On July 31 the Concord Monitor reported that replacement of the historic Sewall’s Falls Bridge would begin on August 3, 2015.

SFBridge_2

The Sewall’s Falls Bridge is a two-span, riveted Pratt through-truss crossing the Merrimack River on Sewall’s Falls Road in Concord, NH. The bridge was designed by John William Storrs, a New Hampshire bridge designer, and constructed in 1915. It replaced a wooden covered bridge and utilizes the granite pier and abutments from that earlier bridge.

In 1988, the Sewall’s Falls Bridge was determined eligible for the National Register of Historic Places.

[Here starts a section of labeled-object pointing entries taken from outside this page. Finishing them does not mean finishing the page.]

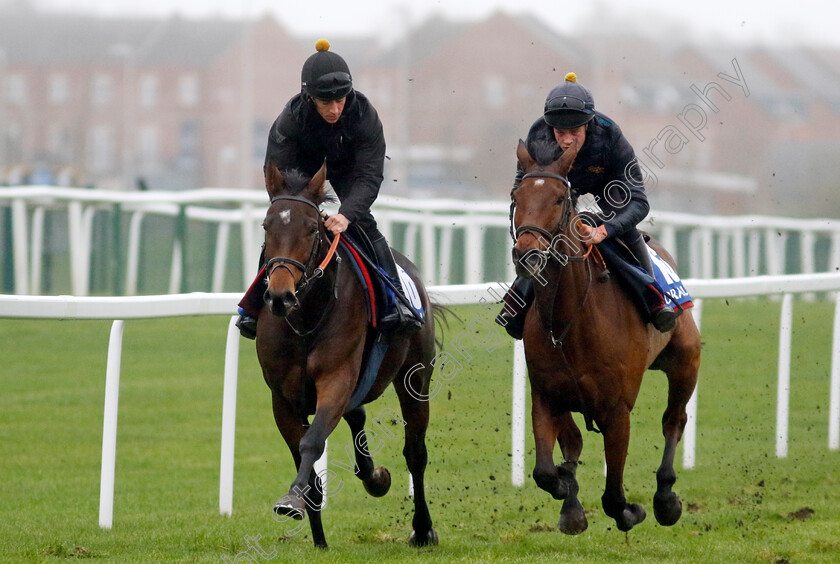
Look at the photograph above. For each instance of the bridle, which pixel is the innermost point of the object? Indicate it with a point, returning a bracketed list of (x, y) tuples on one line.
[(303, 284), (548, 236), (308, 272), (546, 316)]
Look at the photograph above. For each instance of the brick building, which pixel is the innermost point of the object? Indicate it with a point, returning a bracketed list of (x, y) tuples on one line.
[(175, 104)]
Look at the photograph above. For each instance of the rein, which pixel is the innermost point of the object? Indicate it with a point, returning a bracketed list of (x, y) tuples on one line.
[(547, 317), (307, 277), (276, 262)]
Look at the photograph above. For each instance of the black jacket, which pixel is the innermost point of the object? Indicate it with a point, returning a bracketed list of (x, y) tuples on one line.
[(354, 148), (605, 160)]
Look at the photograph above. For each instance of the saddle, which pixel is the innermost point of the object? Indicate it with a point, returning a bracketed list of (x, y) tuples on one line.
[(646, 291)]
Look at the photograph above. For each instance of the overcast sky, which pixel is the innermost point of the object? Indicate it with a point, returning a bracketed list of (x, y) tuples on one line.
[(800, 21)]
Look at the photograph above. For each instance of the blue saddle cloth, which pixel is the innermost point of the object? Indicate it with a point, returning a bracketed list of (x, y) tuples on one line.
[(379, 297), (648, 292)]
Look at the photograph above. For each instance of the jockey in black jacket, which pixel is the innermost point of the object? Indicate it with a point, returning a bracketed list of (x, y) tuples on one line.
[(606, 168), (331, 121)]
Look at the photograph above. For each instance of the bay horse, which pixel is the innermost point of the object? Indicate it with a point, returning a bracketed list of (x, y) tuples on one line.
[(311, 339), (587, 348)]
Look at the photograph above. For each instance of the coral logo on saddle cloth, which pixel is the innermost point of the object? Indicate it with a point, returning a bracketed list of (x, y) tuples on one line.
[(410, 290), (669, 281)]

“Sewall’s Falls Bridge is Concord’s last surviving example of a bridge design by New Hampshire’s most eminent bridge engineer of the early twentieth century, a designer who maintained his practice in Concord and served the city in many other ways.” — James Garvin, 2005

The Sewall’s Falls Bridge was permanently closed to vehicular traffic on December 1, 2014. Pedestrians and bicyclists continued to use and enjoy the bridge through July.  The City of Concord maintains a Sewell’s Falls web site showing the progress of the Sewall’s Falls Bridge Project, which is scheduled for completion in December 2016. Mitigating the demolition of the historic bridge, part of the Section 106 review and Memorandum of Agreement with the NH Division of Historical Resources, the old bridge’s history will be presented on a plaque within Sewall’s Falls Park. A small portion of the bridge will also remain on exhibit.